CenterPoint

CenterPoint by Tianwei Yin, Xingyi Zhou, and Philipp Krahenbuhl is a CVPR 2021 3D object detection and tracking system for LiDAR point clouds [1]. Its main move is to stop treating 3D detection as a search over many oriented anchor boxes. Instead, it represents each object by its BEV center point, detects center heatmap peaks, and regresses the remaining box attributes only at those peaks.

The result is a detector that is simpler than many anchor-based 3D pipelines and easier to connect to tracking. A detected object is a point with box attributes and velocity; a track is a path of points through time. This page should be read after the general perception page and alongside prediction and motion forecasting, because CenterPoint sits exactly at the perception-to-tracking boundary.

Problem & motivation

Anchor-based 3D detectors tile BEV with candidate boxes at fixed sizes, orientations, and positions. That works tolerably for 2D image boxes because most image boxes are axis-aligned rectangles. It is a poorer fit for road-scene 3D boxes: cars, buses, bicycles, and pedestrians can appear at arbitrary yaw angles, and the ego vehicle itself can be turning. A small set of axis-aligned or two-yaw anchors creates awkward target assignment rules and a large background search space. Adding more anchor orientations improves coverage but increases compute and false-positive opportunities.

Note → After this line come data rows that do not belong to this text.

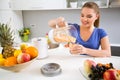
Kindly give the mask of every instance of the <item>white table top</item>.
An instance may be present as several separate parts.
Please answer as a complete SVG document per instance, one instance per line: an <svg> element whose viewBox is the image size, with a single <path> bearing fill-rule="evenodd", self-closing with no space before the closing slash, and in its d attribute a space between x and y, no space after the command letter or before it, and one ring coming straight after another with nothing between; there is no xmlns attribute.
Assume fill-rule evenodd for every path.
<svg viewBox="0 0 120 80"><path fill-rule="evenodd" d="M79 70L86 59L103 63L112 62L115 63L116 68L120 69L120 57L94 58L85 55L71 55L66 48L56 48L48 50L47 58L35 60L20 72L0 69L0 80L86 80ZM62 73L60 75L47 77L41 73L40 68L51 62L58 63L61 66Z"/></svg>

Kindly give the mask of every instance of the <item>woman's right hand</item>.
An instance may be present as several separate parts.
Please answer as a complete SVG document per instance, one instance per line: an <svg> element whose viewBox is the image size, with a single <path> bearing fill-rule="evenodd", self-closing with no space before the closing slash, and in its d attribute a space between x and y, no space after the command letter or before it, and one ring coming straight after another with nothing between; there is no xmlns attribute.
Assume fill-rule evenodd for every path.
<svg viewBox="0 0 120 80"><path fill-rule="evenodd" d="M64 17L58 17L58 18L56 18L56 19L50 20L50 21L48 22L48 25L49 25L50 27L53 27L53 28L56 28L56 25L57 25L58 27L65 27L66 21L65 21Z"/></svg>
<svg viewBox="0 0 120 80"><path fill-rule="evenodd" d="M71 54L85 54L86 48L80 44L71 44L70 53Z"/></svg>

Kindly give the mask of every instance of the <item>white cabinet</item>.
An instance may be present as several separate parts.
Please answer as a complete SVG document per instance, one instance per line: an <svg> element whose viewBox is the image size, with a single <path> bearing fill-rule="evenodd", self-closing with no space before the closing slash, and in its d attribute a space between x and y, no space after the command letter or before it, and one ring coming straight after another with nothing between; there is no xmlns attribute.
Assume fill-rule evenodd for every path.
<svg viewBox="0 0 120 80"><path fill-rule="evenodd" d="M9 8L9 0L0 0L0 10L10 9Z"/></svg>
<svg viewBox="0 0 120 80"><path fill-rule="evenodd" d="M66 0L10 0L12 10L41 10L66 8Z"/></svg>

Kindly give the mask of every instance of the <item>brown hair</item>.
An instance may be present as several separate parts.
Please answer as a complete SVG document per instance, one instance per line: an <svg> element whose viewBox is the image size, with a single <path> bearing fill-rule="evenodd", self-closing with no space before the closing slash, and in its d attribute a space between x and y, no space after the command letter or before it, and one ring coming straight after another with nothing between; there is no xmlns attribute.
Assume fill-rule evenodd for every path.
<svg viewBox="0 0 120 80"><path fill-rule="evenodd" d="M95 11L97 14L100 14L100 12L99 12L99 6L98 6L95 2L86 2L86 3L83 5L82 8L84 8L84 7L94 9L94 11ZM95 26L95 27L99 27L99 22L100 22L100 16L98 17L97 20L95 20L94 26Z"/></svg>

CenterPoint argues that the natural object representation for 3D detection is a center point plus attributes. A point has no orientation, so the detector does not need to enumerate yaw templates before it has even found an object. Once a center is detected, the head can regress size, height, yaw, and velocity from the feature at that center. This follows the "objects as points" line of 2D center detectors [2] and tracking-as-points systems [3], but adapts it to sparse LiDAR BEV geometry.

The second motivation is tracking. A 3D tracker often keeps a Kalman-filter state for each object and performs association with box IoU or Mahalanobis distance. CenterPoint makes association almost embarrassingly direct: predict a ground-plane velocity for each current detection, project the current center back to the previous frame, and match to the closest old track of the same class. The paper reports strong tracking accuracy with only about 1 ms association overhead on nuScenes [1].

Method

Let a LiDAR point cloud be

P=\{(x_i,y_i,z_i,r_i)\}_{i=1}^{N},

where $r_i$ is reflectance. A standard point-cloud encoder such as VoxelNet, SECOND, or PointPillars converts $P$ into a BEV feature map

M \in \mathbb{R}^{W \times H \times F}.

The precise backbone is not the main contribution. CenterPoint can use voxel or pillar encoders [4], [5], [6]. The contribution is the output representation on top of $M$ .

For each object class $k \in \{1,\ldots,K\}$ , the detector predicts a heatmap

\hat{Y}\in[0,1]^{W \times H \times K}.

The local maxima in $\hat{Y}_{:,:,k}$ are candidate centers for class $k$ . During training, an annotated 3D box is projected to a BEV grid center $q_i=(q_{ix},q_{iy})$ . For its class $c_i$ , CenterPoint renders a Gaussian target:

Y_{xyc_i}=\exp\left(-\frac{(x-q_{ix})^2+(y-q_{iy})^2}{2\sigma_i^2}\right).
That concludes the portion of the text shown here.